A new feature of VicCritCare is the assessment of some of the biggest papers in the critical care world - past and present. This week's guest reviewer is Dr James Malycha.
James is an Intensive Care Registrar from Melbourne, Australia. He has a love of obscure humour.
Treatment of comatose survivors of out of hospital cardiac arrest
Stephen A. Bernard N Engl J Med, Vol. 346, No. 8 · February 21, 2002
Summary
A well designed randomised, not blinded study showing clear improvement in neurological outcomes in patients who have out of hospital VF arrests who are promptly cooled (within 2 hours) to 33 degrees and treated in well resourced tertiary hospital, although no improvement in mortality found.
Background
Poor outcomes for OOHCA
5-35% survival
Survivors have poor outcomes due to anoxic brain injury
Study question: Does cooling help, as suggested by animal studies?
Hypothesis: Cerebral ischaemia may persist for hours post-resus. Hypothermia may help reduce damage caused by this phenomenon.
Existing data: Only other human trials are retrospective and uncontrolled.
Methods
Design
Inclusion – VF, ROC at scene, 4 ED’s
Exclusion - < 18yo male, < 50yo female, SBP < 90 despite resus, causes other than cardiac, ROSC had to occur at scene
Primary outcome – survival to hospital discharge good enough to go home or rehab
Secondary outcome – heamodynamic, biochemical and heamotological effects of hypothermia
77 patients in total – 43 hypo, 34 normothermic
Controlled for Pa02, K, creatinine, CK, MAP.
Protocol
Both groups given antiarrythmic (lignocaine bolus then infusion)

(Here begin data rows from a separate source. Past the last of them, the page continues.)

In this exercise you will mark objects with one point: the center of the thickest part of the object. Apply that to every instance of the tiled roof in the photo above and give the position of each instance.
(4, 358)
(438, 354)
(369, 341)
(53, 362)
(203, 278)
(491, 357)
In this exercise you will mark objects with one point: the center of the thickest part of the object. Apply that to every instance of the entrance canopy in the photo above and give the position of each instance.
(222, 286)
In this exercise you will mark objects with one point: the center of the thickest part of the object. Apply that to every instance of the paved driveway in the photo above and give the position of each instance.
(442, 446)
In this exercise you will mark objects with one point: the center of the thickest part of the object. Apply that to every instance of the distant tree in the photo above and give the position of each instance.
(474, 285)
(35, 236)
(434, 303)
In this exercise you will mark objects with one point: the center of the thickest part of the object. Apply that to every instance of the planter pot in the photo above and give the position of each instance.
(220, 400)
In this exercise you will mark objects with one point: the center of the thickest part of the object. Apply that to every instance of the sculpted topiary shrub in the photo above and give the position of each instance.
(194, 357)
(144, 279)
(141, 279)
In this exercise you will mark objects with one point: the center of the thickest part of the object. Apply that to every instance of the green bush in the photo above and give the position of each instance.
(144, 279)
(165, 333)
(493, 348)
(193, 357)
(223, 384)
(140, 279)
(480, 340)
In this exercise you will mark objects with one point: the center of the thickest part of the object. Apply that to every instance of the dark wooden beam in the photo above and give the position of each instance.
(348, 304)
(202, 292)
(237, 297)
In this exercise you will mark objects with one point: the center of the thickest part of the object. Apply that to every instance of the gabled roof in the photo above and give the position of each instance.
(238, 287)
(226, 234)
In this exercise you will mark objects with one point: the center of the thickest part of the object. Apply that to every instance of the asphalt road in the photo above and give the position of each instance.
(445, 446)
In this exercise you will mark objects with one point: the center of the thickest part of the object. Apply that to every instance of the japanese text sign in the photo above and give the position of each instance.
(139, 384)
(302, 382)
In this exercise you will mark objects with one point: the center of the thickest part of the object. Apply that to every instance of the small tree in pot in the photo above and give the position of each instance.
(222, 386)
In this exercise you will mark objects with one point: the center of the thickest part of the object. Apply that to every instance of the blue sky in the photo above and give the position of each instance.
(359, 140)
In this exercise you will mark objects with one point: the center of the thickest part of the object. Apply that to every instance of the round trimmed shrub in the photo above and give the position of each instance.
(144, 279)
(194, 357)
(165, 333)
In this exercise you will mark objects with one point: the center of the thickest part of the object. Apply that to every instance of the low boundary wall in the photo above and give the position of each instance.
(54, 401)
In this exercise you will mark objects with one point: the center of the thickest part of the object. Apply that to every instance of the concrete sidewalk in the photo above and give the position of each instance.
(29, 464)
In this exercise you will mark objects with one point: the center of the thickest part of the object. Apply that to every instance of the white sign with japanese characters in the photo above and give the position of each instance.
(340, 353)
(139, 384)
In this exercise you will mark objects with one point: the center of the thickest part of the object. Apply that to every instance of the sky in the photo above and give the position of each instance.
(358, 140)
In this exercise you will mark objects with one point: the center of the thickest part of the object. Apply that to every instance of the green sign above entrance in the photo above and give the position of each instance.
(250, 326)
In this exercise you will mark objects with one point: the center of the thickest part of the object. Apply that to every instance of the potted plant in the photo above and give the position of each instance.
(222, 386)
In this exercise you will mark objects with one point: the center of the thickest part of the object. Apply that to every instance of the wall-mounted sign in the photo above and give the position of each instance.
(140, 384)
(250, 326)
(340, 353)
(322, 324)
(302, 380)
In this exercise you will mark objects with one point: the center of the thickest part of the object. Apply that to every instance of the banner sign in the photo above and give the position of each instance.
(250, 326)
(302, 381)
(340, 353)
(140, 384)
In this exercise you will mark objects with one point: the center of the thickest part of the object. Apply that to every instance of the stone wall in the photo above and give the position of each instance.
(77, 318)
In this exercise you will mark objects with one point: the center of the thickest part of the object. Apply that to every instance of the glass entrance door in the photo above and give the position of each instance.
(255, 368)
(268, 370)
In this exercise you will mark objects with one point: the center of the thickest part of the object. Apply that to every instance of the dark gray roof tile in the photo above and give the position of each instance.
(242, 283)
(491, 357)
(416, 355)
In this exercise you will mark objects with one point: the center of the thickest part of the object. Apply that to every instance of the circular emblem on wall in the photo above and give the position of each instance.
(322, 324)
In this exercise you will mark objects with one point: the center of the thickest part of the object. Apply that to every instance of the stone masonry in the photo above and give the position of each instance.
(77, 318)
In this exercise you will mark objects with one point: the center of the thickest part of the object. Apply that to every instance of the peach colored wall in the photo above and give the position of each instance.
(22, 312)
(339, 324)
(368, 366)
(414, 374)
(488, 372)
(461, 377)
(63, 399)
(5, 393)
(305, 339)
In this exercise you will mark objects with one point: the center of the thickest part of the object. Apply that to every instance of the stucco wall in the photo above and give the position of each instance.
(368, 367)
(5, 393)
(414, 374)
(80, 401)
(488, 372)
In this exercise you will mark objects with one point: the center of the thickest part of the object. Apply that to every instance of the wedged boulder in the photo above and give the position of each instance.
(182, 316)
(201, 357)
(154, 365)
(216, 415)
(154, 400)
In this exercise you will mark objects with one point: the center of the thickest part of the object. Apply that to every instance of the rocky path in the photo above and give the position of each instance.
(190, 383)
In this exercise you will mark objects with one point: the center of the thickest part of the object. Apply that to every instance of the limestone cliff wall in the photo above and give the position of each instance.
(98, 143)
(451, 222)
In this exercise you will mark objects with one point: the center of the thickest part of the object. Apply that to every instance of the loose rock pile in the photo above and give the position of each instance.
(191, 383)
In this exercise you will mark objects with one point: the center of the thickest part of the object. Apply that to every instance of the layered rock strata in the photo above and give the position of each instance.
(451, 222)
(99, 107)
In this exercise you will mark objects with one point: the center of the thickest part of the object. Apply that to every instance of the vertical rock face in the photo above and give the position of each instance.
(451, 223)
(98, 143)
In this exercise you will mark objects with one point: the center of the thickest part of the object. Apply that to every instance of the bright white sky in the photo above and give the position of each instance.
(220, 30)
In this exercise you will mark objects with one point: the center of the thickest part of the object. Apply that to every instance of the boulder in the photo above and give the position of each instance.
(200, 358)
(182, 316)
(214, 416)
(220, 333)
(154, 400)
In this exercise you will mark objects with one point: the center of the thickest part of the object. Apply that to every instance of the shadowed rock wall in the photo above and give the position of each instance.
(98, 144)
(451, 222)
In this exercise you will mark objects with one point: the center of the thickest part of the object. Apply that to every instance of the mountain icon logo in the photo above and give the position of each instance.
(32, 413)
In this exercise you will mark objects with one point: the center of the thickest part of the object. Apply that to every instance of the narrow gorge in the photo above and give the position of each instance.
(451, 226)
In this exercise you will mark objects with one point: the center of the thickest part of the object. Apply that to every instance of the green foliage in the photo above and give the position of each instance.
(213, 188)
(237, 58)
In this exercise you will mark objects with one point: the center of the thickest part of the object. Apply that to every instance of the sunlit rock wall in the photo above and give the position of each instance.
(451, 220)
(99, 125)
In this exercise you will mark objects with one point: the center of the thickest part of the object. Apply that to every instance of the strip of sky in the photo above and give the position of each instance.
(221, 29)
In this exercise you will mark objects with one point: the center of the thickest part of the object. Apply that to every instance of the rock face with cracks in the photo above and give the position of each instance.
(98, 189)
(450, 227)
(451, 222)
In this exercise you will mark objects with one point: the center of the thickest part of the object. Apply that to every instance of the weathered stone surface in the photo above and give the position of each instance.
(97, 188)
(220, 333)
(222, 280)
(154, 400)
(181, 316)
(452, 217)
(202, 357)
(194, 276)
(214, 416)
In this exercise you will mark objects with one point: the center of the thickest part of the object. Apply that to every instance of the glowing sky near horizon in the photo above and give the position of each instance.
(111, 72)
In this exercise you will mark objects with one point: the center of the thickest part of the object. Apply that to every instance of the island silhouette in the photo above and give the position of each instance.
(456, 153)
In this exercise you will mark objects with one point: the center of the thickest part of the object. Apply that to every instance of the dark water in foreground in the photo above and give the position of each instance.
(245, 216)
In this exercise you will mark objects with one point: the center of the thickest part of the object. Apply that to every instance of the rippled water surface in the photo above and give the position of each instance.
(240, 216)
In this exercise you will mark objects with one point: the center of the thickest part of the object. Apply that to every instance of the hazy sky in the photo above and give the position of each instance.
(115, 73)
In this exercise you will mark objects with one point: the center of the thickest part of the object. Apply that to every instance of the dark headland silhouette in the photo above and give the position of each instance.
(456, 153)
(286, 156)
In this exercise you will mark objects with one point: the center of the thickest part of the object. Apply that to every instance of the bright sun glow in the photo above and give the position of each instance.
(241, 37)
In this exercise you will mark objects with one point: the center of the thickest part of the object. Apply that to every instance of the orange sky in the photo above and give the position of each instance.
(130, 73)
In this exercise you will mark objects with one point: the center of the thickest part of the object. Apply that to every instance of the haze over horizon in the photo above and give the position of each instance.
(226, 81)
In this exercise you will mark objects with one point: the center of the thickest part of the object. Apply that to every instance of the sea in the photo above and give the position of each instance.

PACatheter. Some not (roughly 20% in each group)
Sedated and paralysed (all in hypo, as needed in normo) – midaz and vec.
Outcome
In ICU – withdrawal, trachy or extubated depending on progress
On wards -Rehab physician assessed needs on discharge from hositpal. Blinded to initial treatment.
Stats
Well powered. Achieved significance.
Aimed to achieve 15 – 50% improvement in primary outcome b/w groups.
Results
84 pt over 33 months
Characteristics of groups similar
More men in normothermic group?? 79 vs 58 %
No difference in mortality
Difference in ‘positive outcome’
23% improvement in normal or minimal disability group – stat significant
Also shown with odds ratios. Both p values 0.046
Weaknesses
No women < 50yo.
More men in normothermic group.
Not blinded at scene or in ED/ICU (?impossible).
Randomisation using odd/even days is not ideal.
Application to ICU
Strong applicability to out of hospital cardiac arrest who gain ROSC in the field and are promptly cooled by emergency care givers.